In the morning she was waiting for him, sitting on the porch of her trailer when he tramped across the wet grass toward the street. Since Colombia, he had had difficulty with waking early. He had to depend on his bladder, usually, to force him out of the sleeping bag, then he was slow to feel really awake, his mouth and eyes thick, heavy, until he had washed his face, eaten something, walked a while. He saw it was something like that with the girl. She sat hunkered up on the top step, resting her chin on her knees, clasping her arms about her thin legs. Under her eyes, the tender skin was puffy, dark. Her hair stuck out uncombed. She didn’t speak to him. She came stiffly down from the porch and fell in beside him, with her eyes fixed on the rubber toe caps of her shoes. She had a brown lunch sack clutched in one hand and the other hand sunk in the pocket of her corduroys.

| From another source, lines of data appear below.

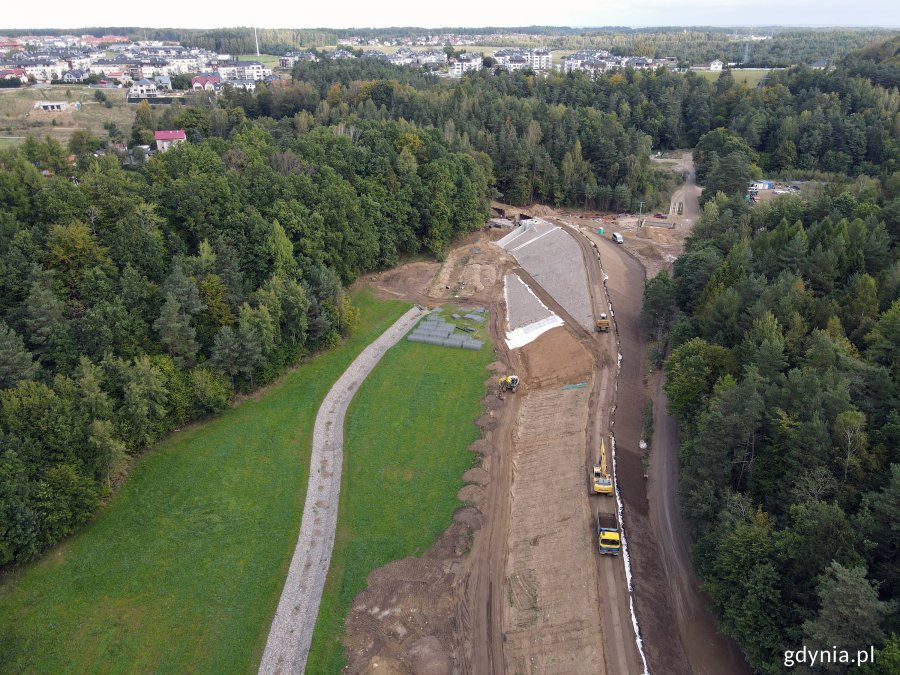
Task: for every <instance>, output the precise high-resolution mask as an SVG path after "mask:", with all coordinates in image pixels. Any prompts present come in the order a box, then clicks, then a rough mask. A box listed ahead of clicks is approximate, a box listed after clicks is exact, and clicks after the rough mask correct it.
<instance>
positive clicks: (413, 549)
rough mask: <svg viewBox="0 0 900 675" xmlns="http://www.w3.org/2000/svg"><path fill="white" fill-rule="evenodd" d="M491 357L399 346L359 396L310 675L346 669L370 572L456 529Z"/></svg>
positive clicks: (356, 406)
mask: <svg viewBox="0 0 900 675" xmlns="http://www.w3.org/2000/svg"><path fill="white" fill-rule="evenodd" d="M457 323H458V325H462V324H463V323H471V322H463V321H458V322H457ZM482 330H483V332H485V333H486V330H485V329H482ZM478 337H482V336H478ZM492 358H493V350H492V349H491V347H490V345H489V344H485V346H484V347H482V349H481V351H478V352H475V351H469V350H465V349H451V348H447V347H436V346H433V345H424V344H418V343H412V342H407V341H405V340H403V341H401V342H400V343H399V344H397V345H396V346H395V347H394V348H392V349H391V350H390V351H389V352H388V353H387V354H386V355H385V357H384V359H383V360H382V361H381V363H380V364H379V365H378V366H377V367H376V368H375V370H374V371H373V372H372V374H371V375H370V376H369V377H368V378H367V379H366V381H365V382H364V383H363V385H362V387H361V388H360V390H359V393H358V394H357V395H356V398H355V399H354V400H353V403H352V404H351V406H350V410H349V414H348V417H347V423H346V437H345V444H344V452H345V462H344V474H343V480H342V483H341V485H342V487H341V502H340V510H339V514H338V527H337V535H336V539H335V547H334V554H333V556H332V559H331V568H330V569H329V571H328V581H327V582H326V585H325V592H324V595H323V597H322V605H321V607H320V609H319V619H318V622H317V623H316V630H315V633H314V635H313V644H312V649H311V650H310V654H309V661H308V664H307V672H309V673H339V672H340V671H341V669H342V668H343V666H344V662H345V657H344V648H343V644H342V639H343V634H344V619H345V617H346V616H347V611H348V610H349V608H350V605H351V603H352V602H353V598H355V597H356V595H357V593H359V592H360V591H362V590H363V589H364V588H365V586H366V577H367V576H368V575H369V573H370V572H371V571H372V570H374V569H377V568H379V567H382V566H383V565H386V564H387V563H389V562H390V561H392V560H399V559H401V558H404V557H406V556H409V555H421V554H422V553H423V552H424V551H425V550H426V549H427V548H428V546H430V545H431V544H432V543H433V542H434V541H435V539H437V538H438V536H440V534H441V533H442V532H443V531H444V530H445V529H446V528H447V527H448V526H449V525H450V522H451V518H452V515H453V512H454V511H455V510H456V509H457V508H458V507H459V506H460V505H461V504H460V501H459V500H458V499H457V497H456V493H457V492H458V491H459V488H460V487H462V485H463V481H462V474H463V473H464V472H465V470H466V469H468V468H469V467H471V466H472V464H473V462H474V456H473V455H472V453H471V452H470V451H469V450H468V446H469V444H470V443H471V442H472V441H474V440H475V439H476V438H478V435H479V433H480V432H479V430H478V427H476V426H475V424H474V421H475V419H476V418H477V417H478V416H479V414H480V411H481V407H480V403H479V402H480V400H481V398H482V396H483V395H484V380H485V377H486V375H487V371H486V370H485V367H486V366H487V364H488V363H489V362H490V361H491V359H492Z"/></svg>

They walked down the paved road and then the graveled streets to where the boat garage was. Their walking made a quiet scratching sound. There was no one else out. Jay thought he could hear the surf beating on the ocean side of the peninsula, but maybe not. He heard a dim continuous susurration. They were half a mile from the beach. Maybe what he heard was wind moving in the trees and the grass, or the whisperings of the snowy plover, nestings in the brush above the tidal flats on the strait side of the peninsula.